Il peggior nemico di Elon Musk in tribunale è lui stesso.
Riflessioni dichiarative e interrogatori difficili
Già nel 2016, Musk esprimeva preoccupazioni riguardo OpenAI come organizzazione non-profit. In un’email a un collega, scriveva: “Deepmind sta procedendo molto rapidamente. Sono preoccupato che OpenAI non sia sulla strada per recuperare. Configurarlo come non-profit potrebbe, col senno di poi, essere stata una scelta sbagliata”. Quando Savitt gli ha chiesto di chiarire, Musk rispondeva con evasività, definendo quelle ipotesi come “speculazioni”.

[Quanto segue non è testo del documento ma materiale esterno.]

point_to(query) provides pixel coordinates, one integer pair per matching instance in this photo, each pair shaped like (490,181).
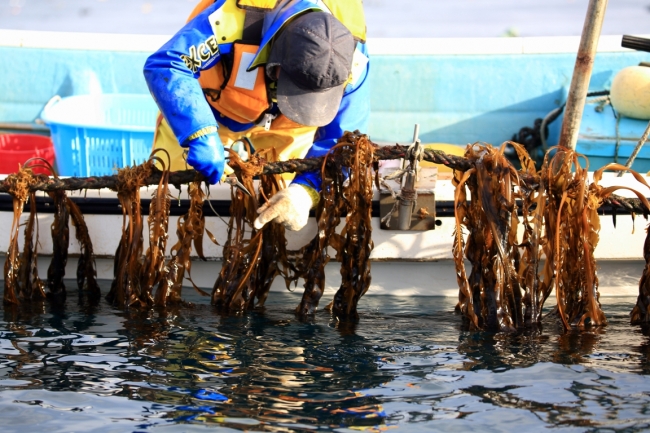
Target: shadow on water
(408,362)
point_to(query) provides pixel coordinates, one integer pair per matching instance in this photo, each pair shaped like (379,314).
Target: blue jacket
(172,72)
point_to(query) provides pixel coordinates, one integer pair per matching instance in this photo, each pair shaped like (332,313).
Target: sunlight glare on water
(408,365)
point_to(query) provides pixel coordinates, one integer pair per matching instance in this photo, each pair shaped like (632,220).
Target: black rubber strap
(636,43)
(253,26)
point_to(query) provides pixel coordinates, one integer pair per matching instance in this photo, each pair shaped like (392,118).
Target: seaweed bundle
(509,282)
(526,233)
(22,282)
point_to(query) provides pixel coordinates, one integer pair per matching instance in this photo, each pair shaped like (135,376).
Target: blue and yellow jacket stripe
(172,74)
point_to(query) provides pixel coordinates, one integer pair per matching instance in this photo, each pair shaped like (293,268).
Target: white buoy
(630,92)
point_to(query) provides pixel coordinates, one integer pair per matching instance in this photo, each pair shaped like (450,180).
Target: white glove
(289,206)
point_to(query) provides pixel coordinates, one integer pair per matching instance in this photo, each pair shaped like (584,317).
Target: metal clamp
(408,194)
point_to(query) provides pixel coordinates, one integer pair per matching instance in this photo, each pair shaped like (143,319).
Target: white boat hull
(415,263)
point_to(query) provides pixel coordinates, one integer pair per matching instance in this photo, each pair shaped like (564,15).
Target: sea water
(409,364)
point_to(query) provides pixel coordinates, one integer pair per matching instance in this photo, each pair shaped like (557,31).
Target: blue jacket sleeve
(172,71)
(353,114)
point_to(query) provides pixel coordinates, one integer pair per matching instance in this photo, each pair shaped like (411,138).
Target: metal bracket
(411,208)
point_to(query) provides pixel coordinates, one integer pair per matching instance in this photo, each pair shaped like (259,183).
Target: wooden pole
(582,73)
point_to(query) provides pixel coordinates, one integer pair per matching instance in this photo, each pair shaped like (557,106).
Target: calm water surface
(409,365)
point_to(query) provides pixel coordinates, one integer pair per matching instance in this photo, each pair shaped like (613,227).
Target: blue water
(408,365)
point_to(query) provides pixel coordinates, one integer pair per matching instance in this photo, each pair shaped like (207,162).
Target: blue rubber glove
(207,157)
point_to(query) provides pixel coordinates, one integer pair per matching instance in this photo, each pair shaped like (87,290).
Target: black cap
(314,53)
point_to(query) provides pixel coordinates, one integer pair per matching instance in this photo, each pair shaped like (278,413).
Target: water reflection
(406,364)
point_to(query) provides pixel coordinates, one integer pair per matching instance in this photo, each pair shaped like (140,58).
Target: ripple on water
(408,365)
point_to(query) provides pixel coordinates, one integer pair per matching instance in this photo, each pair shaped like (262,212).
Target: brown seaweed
(234,290)
(60,242)
(86,270)
(509,282)
(125,289)
(32,287)
(356,237)
(158,223)
(18,184)
(189,230)
(641,312)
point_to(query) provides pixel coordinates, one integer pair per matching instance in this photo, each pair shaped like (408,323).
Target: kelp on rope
(505,289)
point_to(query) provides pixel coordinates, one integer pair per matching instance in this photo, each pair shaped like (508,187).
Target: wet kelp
(525,232)
(641,312)
(22,282)
(252,259)
(509,283)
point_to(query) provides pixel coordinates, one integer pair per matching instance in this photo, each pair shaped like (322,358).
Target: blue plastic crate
(93,135)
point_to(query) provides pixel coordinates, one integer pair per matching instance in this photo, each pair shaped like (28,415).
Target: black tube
(636,43)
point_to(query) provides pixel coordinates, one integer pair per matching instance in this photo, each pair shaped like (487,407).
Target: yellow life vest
(230,88)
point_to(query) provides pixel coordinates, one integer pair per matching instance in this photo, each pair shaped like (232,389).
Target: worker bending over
(289,75)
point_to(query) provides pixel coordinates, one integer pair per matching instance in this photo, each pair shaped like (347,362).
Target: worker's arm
(353,114)
(171,74)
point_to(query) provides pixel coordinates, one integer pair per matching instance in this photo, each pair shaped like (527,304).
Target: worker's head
(314,54)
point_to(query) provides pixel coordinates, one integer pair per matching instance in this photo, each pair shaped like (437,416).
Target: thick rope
(455,162)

Il cross-examination di Savitt è stato intenso, con Musk che si rifiutava di ammettere di sapere che interrompere le donazioni a OpenAI avrebbe creato pressioni finanziarie. Eppure, emerse una realtà dolorosa: Musk ha mantenuto una narrativa ripetuta sulla sua impressione che OpenAI stesse “rubando una carità” e “saccheggiando una non-profit”.
Riflettendo sulla fiducia persa
Musk ha sottolineato: “Avevo perso fiducia in Altman e temevo che stessero cercando di rubare la carità”. E ha concluso: “Si è rivelato vero”.
In fase di cross, ha minimizzato il suo approccio verso l’organizzazione, affermando di aver letto solo la prima sezione della documentazione riguardo la struttura proposta per OpenAI. Quando Savitt ha chiesto se avesse sollevato obiezioni, Musk ha ammesso: “Non ho letto oltre quella prima parte”.
Musk ha cercato di rendere il processo il più complesso possibile per Savitt, ma nel contempo ha reso difficile l’udienza anche per i giurati, il cui sguardo di frustrazione era evidente. Nella sua testimonianza, ha mostrato una mancanza di coerenza, confondendo le regole del tempo e negando di comprendere il suo stato di direttore prima della dimissione.
Questa testimonianza esplosiva di Elon Musk continua a scatenare dibattiti e domande sull’operato di OpenAI e sul futuro delle relazioni tra i suoi fondatori. Le ricadute di questo processo potrebbero avere un impatto duraturo su aziende e fondazioni nel settore della tecnologia.